Mr Joseph Picard watched her anxiously, looking as though he felt the injustice of his wife’s speech, a very little. “And of course you may have anything in the house that you feel any affection for,” he told her with another smile. Poor man, to be ruled so utterly by his wife.

Angelica gave a sharp, derisive bark of laughter. “Indeed! You are all generosity, my darling.”

“Thank you,” Louisa said, barely managing to keep her resentment from slipping out between her teeth.

“And naturally you must remain in the house until you find somewhere to reside,” Mr Picard said.

“I shall be more than happy to look for some eligible houses.” Angelica dabbed at her dry eyes with her handkerchief. “It’s theleastI can do.”

Of course you will, Louisa thought viciously. Anything to ensure they left the house sooner.

And, with only five hundred a year to their name, they would be forced to forgo the fashionable locations of London, not to mention most of their servants, their horses, their carriages. It was not cheap to stable a horse in London. Her sweet mare would have to be sold—no. Now it belonged to the new Mr and Mrs Picard.

None of this would have mattered if her father had lived the remainder of his natural lifespan. But that was not the case, and at a mere fifty-two years of age, he was gone.

“I should see to my mother,” she said, rising and giving a mechanical curtsy. “She likely has not eaten yet today.”

“Of course, of course. Don’t let us keep you.” Joseph rose to his feet. “And convey our good wishes to your mother.
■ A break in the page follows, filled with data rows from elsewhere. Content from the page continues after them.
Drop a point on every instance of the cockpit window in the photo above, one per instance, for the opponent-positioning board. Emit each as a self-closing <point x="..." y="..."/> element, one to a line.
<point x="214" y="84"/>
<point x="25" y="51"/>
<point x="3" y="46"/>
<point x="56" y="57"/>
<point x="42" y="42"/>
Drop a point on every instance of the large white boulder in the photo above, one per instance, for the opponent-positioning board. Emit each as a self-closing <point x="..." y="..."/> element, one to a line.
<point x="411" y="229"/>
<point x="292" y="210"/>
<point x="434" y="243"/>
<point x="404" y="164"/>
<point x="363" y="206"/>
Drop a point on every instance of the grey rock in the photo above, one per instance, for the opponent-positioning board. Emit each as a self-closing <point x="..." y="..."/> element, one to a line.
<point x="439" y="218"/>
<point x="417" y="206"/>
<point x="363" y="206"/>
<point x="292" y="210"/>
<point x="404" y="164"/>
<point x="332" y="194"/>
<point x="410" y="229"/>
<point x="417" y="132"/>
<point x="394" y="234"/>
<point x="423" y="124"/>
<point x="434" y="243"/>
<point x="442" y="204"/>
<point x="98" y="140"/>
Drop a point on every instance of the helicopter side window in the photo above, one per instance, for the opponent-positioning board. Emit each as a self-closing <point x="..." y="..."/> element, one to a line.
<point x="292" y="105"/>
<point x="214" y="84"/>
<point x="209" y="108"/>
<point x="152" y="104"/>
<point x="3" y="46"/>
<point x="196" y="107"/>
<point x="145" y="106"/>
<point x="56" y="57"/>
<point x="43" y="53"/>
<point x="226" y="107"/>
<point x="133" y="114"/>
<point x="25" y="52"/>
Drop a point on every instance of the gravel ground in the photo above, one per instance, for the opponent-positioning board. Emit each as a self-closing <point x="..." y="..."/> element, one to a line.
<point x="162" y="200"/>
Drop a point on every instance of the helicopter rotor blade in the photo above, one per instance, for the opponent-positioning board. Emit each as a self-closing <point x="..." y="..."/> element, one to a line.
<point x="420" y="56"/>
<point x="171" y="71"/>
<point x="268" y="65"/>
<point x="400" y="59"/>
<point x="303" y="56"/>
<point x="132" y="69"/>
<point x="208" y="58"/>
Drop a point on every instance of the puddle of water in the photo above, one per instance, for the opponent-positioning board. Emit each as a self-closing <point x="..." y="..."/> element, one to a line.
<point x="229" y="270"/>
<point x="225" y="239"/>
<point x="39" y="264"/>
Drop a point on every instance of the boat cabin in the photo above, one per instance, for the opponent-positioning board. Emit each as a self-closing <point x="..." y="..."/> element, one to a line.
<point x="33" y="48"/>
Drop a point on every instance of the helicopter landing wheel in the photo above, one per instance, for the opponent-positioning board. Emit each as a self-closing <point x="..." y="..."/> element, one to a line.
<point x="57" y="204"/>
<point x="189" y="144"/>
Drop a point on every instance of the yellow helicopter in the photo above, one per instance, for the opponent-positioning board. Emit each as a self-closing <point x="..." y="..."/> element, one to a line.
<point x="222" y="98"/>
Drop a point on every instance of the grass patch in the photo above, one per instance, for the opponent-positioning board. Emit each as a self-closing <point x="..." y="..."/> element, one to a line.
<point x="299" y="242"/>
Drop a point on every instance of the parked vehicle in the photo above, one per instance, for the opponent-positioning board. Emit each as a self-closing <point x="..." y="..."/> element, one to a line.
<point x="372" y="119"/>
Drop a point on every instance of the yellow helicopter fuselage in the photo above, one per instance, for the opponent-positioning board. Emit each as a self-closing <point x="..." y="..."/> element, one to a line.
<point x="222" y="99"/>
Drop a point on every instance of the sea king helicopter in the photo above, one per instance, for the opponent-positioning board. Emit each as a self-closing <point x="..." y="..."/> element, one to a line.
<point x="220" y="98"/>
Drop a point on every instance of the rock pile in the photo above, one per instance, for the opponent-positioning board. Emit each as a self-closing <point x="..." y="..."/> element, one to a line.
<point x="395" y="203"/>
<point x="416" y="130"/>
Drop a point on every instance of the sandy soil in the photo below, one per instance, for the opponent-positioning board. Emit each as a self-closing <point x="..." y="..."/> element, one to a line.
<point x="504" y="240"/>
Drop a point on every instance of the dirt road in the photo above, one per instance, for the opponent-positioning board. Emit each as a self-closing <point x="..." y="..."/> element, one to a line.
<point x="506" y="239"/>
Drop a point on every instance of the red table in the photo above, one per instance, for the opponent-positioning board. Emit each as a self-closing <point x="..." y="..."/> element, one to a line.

No doubt she is feeling this very acutely.”

“I have some hartshorn with me,” Angelica said with a saccharine smile. “Allow me to have some taken up.”

Louisa curtsied again. “Thank you, Mrs Picard.”

“Now then, you must call me Angelica. We are cousins, after all.”

“Angelica,” Louisa managed, and fled before she was any more tempted to ruin the very lovely vase her mother kept on the mantelpiece.

True to form, her mother was still abed, and Louisa rapped impatiently on the door. In the week since her father’s death, the only time her mother had left her room was to attend the funeral with a veil over her face and so much loud weeping that Louisa had been embarrassed. Louisa’s sorrow, in public, was a quiet, contained thing. Only when she was alone did she give way to tears.